The word casino comes from the Latin kasino, meaning “gambling house.” The earliest casinos were places for music and dancing, but eventually expanded to include table games such as roulette, blackjack and poker. Many of these games are based on chance, although some have an element of skill. Some casinos offer only a few table games, while others have numerous tables and slot machines. In some cases, the games are automated and require no human dealer.

Modern casinos rely on sophisticated surveillance technology to monitor patrons and the games. In addition to security cameras, electronic systems such as “chip tracking” enable casinos to oversee the exact amounts being wagered minute by minute; roulette wheels are electronically monitored regularly to discover any statistical deviations from their expected results. Some casinos even use catwalks in the ceiling above the casino floor, enabling security personnel to look directly down on the activities of players through one-way glass.

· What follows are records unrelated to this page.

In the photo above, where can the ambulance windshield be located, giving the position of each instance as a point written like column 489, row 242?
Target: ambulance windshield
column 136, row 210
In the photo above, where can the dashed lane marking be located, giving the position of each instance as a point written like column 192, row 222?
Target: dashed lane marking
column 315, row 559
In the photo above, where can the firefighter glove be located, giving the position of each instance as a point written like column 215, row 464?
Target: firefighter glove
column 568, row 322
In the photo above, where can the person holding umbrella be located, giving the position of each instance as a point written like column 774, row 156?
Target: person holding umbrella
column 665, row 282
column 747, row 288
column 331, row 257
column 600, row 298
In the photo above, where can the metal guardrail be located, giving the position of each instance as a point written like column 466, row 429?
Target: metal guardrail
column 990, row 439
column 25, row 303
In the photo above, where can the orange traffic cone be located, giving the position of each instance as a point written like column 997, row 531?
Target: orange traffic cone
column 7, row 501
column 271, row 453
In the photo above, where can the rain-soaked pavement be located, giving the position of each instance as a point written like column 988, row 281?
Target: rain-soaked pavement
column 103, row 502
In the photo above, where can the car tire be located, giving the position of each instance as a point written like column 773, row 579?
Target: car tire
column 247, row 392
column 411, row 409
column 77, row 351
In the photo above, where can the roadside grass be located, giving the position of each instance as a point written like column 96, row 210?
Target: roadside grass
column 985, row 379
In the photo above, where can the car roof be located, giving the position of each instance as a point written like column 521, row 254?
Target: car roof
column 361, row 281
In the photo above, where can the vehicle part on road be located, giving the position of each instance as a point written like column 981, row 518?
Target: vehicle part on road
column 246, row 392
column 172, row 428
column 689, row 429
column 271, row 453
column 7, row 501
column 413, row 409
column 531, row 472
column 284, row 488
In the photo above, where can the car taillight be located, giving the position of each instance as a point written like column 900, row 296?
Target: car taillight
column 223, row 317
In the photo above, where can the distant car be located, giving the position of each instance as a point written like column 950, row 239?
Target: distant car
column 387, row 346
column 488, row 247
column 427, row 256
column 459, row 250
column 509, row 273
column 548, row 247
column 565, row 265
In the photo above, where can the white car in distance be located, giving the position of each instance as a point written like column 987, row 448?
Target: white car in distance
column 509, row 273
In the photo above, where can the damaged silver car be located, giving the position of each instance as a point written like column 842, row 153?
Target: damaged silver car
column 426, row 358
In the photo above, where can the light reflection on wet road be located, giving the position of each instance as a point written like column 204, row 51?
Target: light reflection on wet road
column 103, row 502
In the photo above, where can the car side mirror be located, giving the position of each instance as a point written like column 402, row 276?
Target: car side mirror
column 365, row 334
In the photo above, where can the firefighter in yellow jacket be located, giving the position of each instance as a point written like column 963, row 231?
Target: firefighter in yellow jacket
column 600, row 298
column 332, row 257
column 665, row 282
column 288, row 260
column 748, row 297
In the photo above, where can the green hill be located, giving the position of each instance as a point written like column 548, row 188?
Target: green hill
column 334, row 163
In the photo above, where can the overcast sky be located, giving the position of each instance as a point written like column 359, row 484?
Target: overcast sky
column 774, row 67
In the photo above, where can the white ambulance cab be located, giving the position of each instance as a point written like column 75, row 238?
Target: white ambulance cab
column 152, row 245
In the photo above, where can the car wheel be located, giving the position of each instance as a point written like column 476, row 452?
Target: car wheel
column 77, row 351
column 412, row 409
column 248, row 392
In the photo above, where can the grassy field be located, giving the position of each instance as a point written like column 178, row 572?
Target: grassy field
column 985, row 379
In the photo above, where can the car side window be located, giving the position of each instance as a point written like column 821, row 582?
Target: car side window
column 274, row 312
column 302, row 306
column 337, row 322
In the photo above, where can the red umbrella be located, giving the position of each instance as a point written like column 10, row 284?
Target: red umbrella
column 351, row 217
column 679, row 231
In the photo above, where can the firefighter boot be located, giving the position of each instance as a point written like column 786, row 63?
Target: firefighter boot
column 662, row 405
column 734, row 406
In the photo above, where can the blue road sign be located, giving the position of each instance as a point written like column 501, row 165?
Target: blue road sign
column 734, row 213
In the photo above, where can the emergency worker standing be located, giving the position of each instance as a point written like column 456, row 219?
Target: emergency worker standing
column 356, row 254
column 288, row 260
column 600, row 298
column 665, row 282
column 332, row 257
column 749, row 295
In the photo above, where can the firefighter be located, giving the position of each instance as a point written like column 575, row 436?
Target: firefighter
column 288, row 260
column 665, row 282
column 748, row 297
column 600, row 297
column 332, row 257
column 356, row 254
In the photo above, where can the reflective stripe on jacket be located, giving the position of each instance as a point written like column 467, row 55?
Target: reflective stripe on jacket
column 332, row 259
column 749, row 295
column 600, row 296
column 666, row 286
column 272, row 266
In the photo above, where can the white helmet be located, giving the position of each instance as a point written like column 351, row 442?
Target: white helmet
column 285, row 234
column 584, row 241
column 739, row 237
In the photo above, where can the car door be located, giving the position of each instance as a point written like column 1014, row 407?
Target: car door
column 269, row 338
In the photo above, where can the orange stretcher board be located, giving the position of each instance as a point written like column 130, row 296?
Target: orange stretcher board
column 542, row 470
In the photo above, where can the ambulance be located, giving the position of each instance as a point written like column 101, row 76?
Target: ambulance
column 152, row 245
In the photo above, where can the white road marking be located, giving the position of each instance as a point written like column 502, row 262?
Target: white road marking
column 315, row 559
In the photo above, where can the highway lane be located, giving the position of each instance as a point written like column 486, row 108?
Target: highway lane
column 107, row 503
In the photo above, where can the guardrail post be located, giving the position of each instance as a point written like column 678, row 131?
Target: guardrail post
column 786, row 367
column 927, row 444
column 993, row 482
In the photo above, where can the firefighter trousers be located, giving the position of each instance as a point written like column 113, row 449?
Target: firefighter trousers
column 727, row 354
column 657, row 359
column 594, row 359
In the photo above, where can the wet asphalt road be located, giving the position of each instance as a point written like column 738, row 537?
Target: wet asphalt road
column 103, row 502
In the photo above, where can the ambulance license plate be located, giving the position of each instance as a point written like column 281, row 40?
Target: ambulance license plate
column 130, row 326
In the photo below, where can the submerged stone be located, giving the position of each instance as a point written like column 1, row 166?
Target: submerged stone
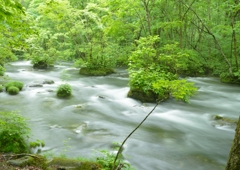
column 145, row 97
column 71, row 164
column 96, row 72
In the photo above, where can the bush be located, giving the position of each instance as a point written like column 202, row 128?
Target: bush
column 96, row 72
column 13, row 90
column 2, row 70
column 14, row 133
column 64, row 90
column 17, row 84
column 1, row 88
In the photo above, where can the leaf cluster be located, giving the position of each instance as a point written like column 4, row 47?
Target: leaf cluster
column 156, row 70
column 64, row 90
column 14, row 133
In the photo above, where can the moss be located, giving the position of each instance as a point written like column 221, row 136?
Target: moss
column 64, row 90
column 17, row 84
column 145, row 97
column 229, row 79
column 1, row 88
column 96, row 72
column 13, row 90
column 40, row 65
column 223, row 120
column 74, row 164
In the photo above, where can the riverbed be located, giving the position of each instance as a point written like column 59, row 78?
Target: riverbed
column 177, row 135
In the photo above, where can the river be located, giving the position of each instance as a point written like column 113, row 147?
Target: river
column 177, row 136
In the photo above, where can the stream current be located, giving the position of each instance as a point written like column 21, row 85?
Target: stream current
column 176, row 136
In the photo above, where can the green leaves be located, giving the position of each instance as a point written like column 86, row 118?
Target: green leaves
column 14, row 133
column 64, row 90
column 154, row 70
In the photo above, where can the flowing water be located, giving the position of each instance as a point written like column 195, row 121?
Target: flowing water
column 177, row 136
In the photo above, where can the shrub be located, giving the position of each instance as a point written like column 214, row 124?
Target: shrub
column 2, row 70
column 64, row 90
column 14, row 133
column 17, row 84
column 1, row 88
column 13, row 90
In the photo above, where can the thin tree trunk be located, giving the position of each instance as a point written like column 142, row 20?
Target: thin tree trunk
column 234, row 156
column 218, row 46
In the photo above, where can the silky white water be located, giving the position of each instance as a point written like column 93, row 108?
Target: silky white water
column 177, row 136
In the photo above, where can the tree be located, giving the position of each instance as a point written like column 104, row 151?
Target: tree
column 154, row 72
column 14, row 29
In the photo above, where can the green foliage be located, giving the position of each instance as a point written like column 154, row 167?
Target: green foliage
column 2, row 70
column 12, row 90
column 37, row 143
column 17, row 84
column 106, row 160
column 64, row 90
column 96, row 72
column 156, row 71
column 14, row 133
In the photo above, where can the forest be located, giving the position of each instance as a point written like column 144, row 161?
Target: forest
column 159, row 42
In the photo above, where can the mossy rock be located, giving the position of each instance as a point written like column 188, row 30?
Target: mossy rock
column 223, row 120
column 65, row 163
column 229, row 79
column 13, row 90
column 64, row 91
column 30, row 160
column 1, row 88
column 96, row 72
column 145, row 97
column 40, row 65
column 17, row 84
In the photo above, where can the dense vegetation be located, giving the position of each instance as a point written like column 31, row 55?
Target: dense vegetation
column 160, row 41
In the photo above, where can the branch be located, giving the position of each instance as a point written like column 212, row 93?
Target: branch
column 120, row 148
column 214, row 38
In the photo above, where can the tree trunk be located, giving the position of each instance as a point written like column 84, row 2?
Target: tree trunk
column 234, row 156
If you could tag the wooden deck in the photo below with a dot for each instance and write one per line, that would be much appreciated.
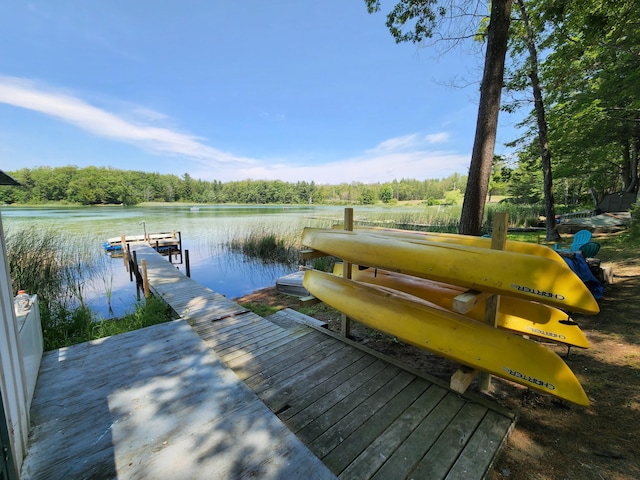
(155, 403)
(363, 415)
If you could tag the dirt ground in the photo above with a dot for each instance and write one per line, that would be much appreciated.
(552, 439)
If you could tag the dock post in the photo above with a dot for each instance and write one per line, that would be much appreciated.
(145, 279)
(187, 266)
(345, 324)
(123, 247)
(498, 242)
(136, 273)
(130, 263)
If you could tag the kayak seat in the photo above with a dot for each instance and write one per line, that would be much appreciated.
(579, 239)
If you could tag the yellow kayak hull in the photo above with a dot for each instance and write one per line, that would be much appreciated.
(450, 335)
(496, 271)
(468, 240)
(528, 318)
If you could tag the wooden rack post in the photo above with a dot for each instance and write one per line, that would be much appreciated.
(464, 302)
(346, 271)
(498, 242)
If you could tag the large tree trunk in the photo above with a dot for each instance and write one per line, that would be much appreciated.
(487, 123)
(552, 234)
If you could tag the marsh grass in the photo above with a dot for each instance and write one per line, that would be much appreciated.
(63, 327)
(48, 262)
(57, 267)
(268, 246)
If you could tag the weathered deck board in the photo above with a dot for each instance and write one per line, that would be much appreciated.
(155, 403)
(364, 415)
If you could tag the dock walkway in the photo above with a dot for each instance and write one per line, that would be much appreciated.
(364, 415)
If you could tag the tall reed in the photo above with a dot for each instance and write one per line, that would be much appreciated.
(57, 267)
(49, 263)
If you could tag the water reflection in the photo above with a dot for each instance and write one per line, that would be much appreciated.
(204, 234)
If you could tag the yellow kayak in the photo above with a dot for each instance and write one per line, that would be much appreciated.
(496, 271)
(528, 318)
(468, 240)
(447, 334)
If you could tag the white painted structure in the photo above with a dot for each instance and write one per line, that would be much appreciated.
(20, 353)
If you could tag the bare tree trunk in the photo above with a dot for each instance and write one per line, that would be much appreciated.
(552, 234)
(487, 123)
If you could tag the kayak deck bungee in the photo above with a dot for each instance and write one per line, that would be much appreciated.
(468, 240)
(495, 271)
(522, 316)
(450, 335)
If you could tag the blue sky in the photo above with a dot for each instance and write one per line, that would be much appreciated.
(231, 89)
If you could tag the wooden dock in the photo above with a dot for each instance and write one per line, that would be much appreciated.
(364, 415)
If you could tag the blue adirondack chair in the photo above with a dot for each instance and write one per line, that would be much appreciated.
(579, 239)
(590, 249)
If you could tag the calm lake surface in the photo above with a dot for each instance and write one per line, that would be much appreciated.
(204, 232)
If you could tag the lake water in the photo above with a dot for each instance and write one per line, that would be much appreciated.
(204, 232)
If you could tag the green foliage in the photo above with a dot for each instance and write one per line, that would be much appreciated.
(267, 246)
(386, 194)
(62, 327)
(454, 197)
(93, 186)
(634, 228)
(49, 263)
(367, 196)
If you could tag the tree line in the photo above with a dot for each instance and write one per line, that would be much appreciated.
(574, 62)
(103, 186)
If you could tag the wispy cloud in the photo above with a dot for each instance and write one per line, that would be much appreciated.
(441, 137)
(405, 156)
(74, 110)
(396, 158)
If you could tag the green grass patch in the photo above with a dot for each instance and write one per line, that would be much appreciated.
(259, 309)
(62, 327)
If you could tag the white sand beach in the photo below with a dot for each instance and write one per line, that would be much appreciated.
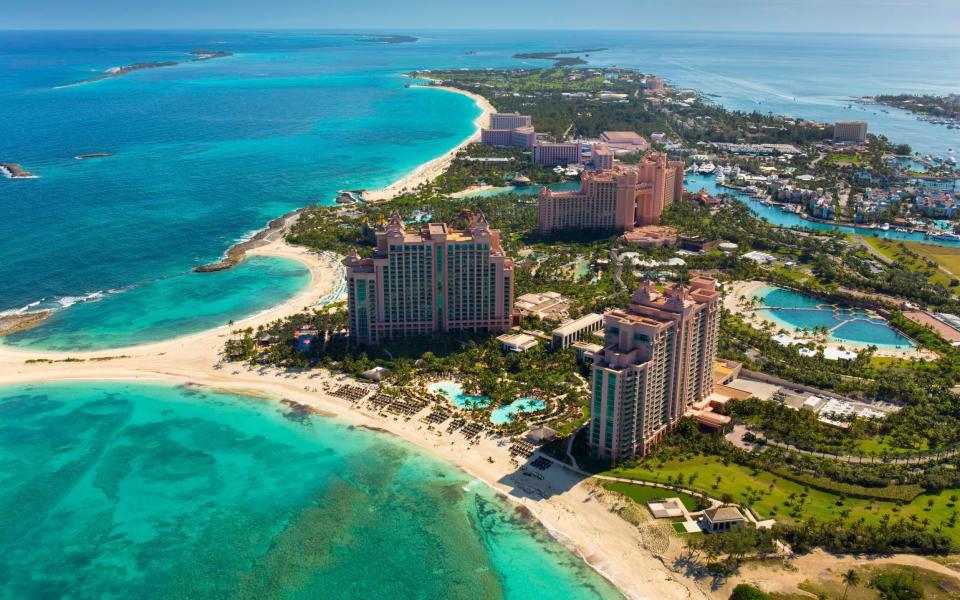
(429, 171)
(562, 501)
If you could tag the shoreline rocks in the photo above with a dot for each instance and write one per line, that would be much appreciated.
(15, 171)
(20, 321)
(274, 230)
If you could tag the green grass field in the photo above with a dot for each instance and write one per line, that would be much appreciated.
(770, 495)
(935, 586)
(642, 494)
(947, 258)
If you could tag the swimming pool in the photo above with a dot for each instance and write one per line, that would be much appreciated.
(849, 326)
(453, 392)
(508, 412)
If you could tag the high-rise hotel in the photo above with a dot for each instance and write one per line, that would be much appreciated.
(616, 199)
(429, 280)
(656, 362)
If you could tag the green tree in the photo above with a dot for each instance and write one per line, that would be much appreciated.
(849, 578)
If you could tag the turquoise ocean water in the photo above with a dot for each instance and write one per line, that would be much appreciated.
(115, 490)
(850, 326)
(204, 153)
(149, 491)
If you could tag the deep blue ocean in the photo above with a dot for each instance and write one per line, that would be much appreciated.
(204, 153)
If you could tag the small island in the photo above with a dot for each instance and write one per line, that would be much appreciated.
(388, 39)
(939, 110)
(15, 171)
(558, 57)
(198, 56)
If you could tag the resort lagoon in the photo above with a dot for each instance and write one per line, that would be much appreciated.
(501, 415)
(454, 393)
(508, 412)
(853, 327)
(155, 491)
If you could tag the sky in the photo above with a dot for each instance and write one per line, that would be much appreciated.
(855, 16)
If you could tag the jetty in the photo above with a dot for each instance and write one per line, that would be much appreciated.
(20, 321)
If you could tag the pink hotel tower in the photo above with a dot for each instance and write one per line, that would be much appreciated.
(657, 360)
(433, 279)
(617, 198)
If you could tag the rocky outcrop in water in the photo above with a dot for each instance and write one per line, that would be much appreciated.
(274, 230)
(21, 321)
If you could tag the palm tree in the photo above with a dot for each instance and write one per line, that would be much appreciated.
(849, 578)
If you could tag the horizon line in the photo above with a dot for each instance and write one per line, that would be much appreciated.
(361, 31)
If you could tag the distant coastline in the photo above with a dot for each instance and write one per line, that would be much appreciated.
(388, 39)
(558, 58)
(198, 56)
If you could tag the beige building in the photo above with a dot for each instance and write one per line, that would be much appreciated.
(429, 280)
(574, 331)
(656, 363)
(546, 305)
(616, 199)
(853, 132)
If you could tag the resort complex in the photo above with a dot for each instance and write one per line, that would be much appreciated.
(657, 362)
(616, 199)
(429, 280)
(511, 129)
(612, 338)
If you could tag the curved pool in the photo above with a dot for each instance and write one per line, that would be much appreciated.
(508, 412)
(453, 392)
(850, 326)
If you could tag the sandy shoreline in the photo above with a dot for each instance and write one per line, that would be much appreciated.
(429, 171)
(561, 501)
(750, 289)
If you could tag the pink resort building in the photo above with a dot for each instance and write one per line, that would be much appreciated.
(430, 280)
(657, 361)
(509, 129)
(625, 141)
(619, 198)
(558, 154)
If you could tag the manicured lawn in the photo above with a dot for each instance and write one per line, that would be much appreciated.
(944, 256)
(844, 158)
(935, 586)
(769, 495)
(642, 494)
(877, 445)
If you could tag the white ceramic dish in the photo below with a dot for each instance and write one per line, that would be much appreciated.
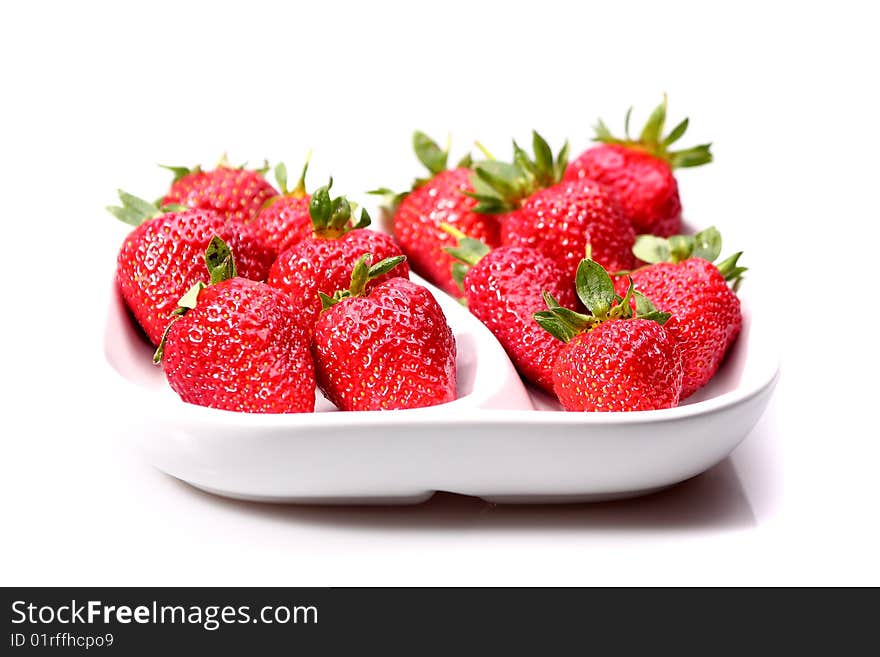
(498, 441)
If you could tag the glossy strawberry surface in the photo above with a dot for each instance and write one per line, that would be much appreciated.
(504, 290)
(419, 216)
(242, 348)
(236, 194)
(706, 314)
(284, 222)
(643, 185)
(163, 257)
(620, 365)
(324, 265)
(559, 221)
(391, 349)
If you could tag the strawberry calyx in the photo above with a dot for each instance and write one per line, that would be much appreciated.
(706, 245)
(467, 252)
(331, 217)
(299, 191)
(434, 158)
(134, 211)
(362, 273)
(595, 289)
(221, 267)
(500, 187)
(652, 140)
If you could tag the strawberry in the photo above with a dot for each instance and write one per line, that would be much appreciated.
(234, 192)
(503, 288)
(386, 348)
(238, 345)
(162, 257)
(284, 220)
(432, 202)
(683, 281)
(559, 219)
(639, 171)
(612, 360)
(323, 263)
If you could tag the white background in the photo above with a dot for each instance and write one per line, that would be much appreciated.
(94, 95)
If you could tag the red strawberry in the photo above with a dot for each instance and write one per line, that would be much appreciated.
(706, 313)
(284, 220)
(432, 202)
(639, 171)
(389, 348)
(559, 219)
(163, 257)
(323, 263)
(238, 345)
(235, 193)
(612, 361)
(503, 289)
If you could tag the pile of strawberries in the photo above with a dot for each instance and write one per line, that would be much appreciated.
(254, 296)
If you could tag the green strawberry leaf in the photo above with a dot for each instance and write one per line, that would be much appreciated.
(219, 260)
(180, 172)
(594, 287)
(651, 249)
(429, 153)
(459, 271)
(320, 206)
(281, 177)
(466, 162)
(340, 213)
(653, 141)
(676, 134)
(360, 274)
(654, 126)
(364, 220)
(692, 157)
(384, 266)
(707, 244)
(680, 247)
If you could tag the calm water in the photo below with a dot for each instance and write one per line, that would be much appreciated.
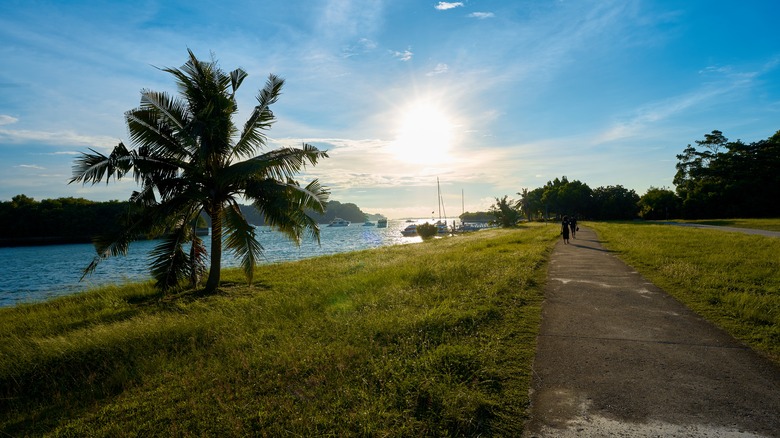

Because most casino games have a mathematical expectancy of winning, it is extremely rare for a casino to lose money on any given day. This virtually guarantees the casino a net profit, and it is for this reason that casinos frequently offer large bettors extravagant inducements such as free spectacular entertainment, luxury living quarters and transportation and reduced-fare hotel rooms.

While the vast majority of a casino’s profits come from gambling, many other activities contribute to its revenue. Musical shows, lighted fountains, shopping centers and elaborate themes draw people to the casinos. Some casinos also make money from food and beverage sales, and some have race tracks or golf courses. Many of these facilities are owned by the same owners as the casinos, and some have shared ownership.

Many casinos are run by the mob, but as organized crime groups have diminished in power and influence, more and more are being run by businessmen with deep pockets. Donald Trump and the Hilton hotel company, for example, both own several casinos. However, federal crackdowns and the risk of losing a gaming license at even the slightest hint of mafia involvement mean that legitimate casino businesses keep the mob away from their gambling cash cows. Nevertheless, the mob still has a strong presence in some areas of the country, and some casinos have been used as fronts for illegal activities such as prostitution.